4 files changed, 71 insertions, 0 deletions

diff --git a/app/models/user.rb b/app/models/user.rb
index 6131a8dc710..909f5f3873d 100644
--- a/app/models/user.rb
+++ b/app/models/user.rb
@@ -643,6 +643,13 @@ class User < ApplicationRecord
     end
   end
 
+  # will_save_change_to_attribute? is used by Devise to check if it is necessary
+  # to clear any existing reset_password_tokens before updating an authentication_key
+  # and login in our case is a virtual attribute to allow login by username or email.
+  def will_save_change_to_login?
+    will_save_change_to_username? || will_save_change_to_email?
+  end
+
   def unique_email
     if !emails.exists?(email: email) && Email.exists?(email: email)
       errors.add(:email, _('has already been taken'))
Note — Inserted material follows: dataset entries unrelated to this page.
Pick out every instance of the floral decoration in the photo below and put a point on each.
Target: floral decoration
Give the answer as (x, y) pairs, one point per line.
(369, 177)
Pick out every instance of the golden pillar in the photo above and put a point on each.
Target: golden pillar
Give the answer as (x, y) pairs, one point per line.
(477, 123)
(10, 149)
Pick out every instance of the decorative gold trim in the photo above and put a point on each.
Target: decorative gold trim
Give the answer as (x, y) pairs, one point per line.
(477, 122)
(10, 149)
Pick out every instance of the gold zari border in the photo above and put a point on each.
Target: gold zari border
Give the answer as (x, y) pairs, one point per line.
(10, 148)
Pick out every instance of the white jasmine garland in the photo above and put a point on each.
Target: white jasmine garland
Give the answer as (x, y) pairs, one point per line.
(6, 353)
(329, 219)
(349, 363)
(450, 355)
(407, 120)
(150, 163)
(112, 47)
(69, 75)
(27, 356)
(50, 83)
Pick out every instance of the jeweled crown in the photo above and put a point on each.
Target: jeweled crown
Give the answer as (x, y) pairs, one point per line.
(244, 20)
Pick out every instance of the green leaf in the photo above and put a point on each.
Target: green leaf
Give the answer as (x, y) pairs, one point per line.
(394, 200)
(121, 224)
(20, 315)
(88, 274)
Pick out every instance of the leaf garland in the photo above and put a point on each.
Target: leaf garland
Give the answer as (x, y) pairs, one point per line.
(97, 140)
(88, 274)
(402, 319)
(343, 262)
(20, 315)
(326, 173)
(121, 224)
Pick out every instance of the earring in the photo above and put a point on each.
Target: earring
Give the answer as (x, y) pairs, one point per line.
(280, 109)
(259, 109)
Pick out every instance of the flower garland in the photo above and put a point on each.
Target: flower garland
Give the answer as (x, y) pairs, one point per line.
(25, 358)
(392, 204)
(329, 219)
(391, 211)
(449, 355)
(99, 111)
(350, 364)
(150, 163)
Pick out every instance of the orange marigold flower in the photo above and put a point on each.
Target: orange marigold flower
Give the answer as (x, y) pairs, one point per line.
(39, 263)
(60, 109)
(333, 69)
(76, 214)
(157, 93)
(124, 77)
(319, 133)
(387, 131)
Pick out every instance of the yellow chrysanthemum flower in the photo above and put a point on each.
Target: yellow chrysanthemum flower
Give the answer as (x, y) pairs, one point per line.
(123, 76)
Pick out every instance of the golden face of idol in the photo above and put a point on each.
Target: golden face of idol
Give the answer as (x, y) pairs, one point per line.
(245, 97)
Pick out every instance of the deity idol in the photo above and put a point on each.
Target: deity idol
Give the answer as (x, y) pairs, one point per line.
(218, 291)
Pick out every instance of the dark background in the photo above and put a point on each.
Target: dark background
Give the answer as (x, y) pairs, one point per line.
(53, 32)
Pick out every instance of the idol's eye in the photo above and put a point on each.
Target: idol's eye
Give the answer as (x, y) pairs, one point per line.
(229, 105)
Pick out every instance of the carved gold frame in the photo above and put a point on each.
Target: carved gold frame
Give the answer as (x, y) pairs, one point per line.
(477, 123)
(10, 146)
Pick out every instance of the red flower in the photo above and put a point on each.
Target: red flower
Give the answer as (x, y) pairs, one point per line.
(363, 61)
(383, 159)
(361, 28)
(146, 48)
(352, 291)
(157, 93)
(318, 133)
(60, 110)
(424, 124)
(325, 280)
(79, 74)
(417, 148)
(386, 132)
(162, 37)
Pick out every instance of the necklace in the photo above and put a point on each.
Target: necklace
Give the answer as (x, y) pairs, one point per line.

diff --git a/changelogs/unreleased/security-sarcila-fix-weak-session-management.yml b/changelogs/unreleased/security-sarcila-fix-weak-session-management.yml
new file mode 100644
index 00000000000..a37a3099519
--- /dev/null
+++ b/changelogs/unreleased/security-sarcila-fix-weak-session-management.yml
@@ -0,0 +1,6 @@
+---
+title: Fix weak session management by clearing password reset tokens after login (username/email)
+  are updated
+merge_request:
+author:
+type: security
diff --git a/spec/features/profiles/user_edit_profile_spec.rb b/spec/features/profiles/user_edit_profile_spec.rb
index 1ab7742b36e..0905ab0aef8 100644
--- a/spec/features/profiles/user_edit_profile_spec.rb
+++ b/spec/features/profiles/user_edit_profile_spec.rb
@@ -49,6 +49,23 @@ describe 'User edit profile' do
     end
   end
 
+  describe 'when I change my email' do
+    before do
+      user.send_reset_password_instructions
+    end
+
+    it 'clears the reset password token' do
+      expect(user.reset_password_token?).to be true
+
+      fill_in 'user_email', with: 'new-email@example.com'
+      submit_settings
+
+      user.reload
+      expect(user.confirmation_token).not_to be_nil
+      expect(user.reset_password_token?).to be false
+    end
+  end
+
   context 'user avatar' do
     before do
       attach_file(:user_avatar, Rails.root.join('spec', 'fixtures', 'banana_sample.gif'))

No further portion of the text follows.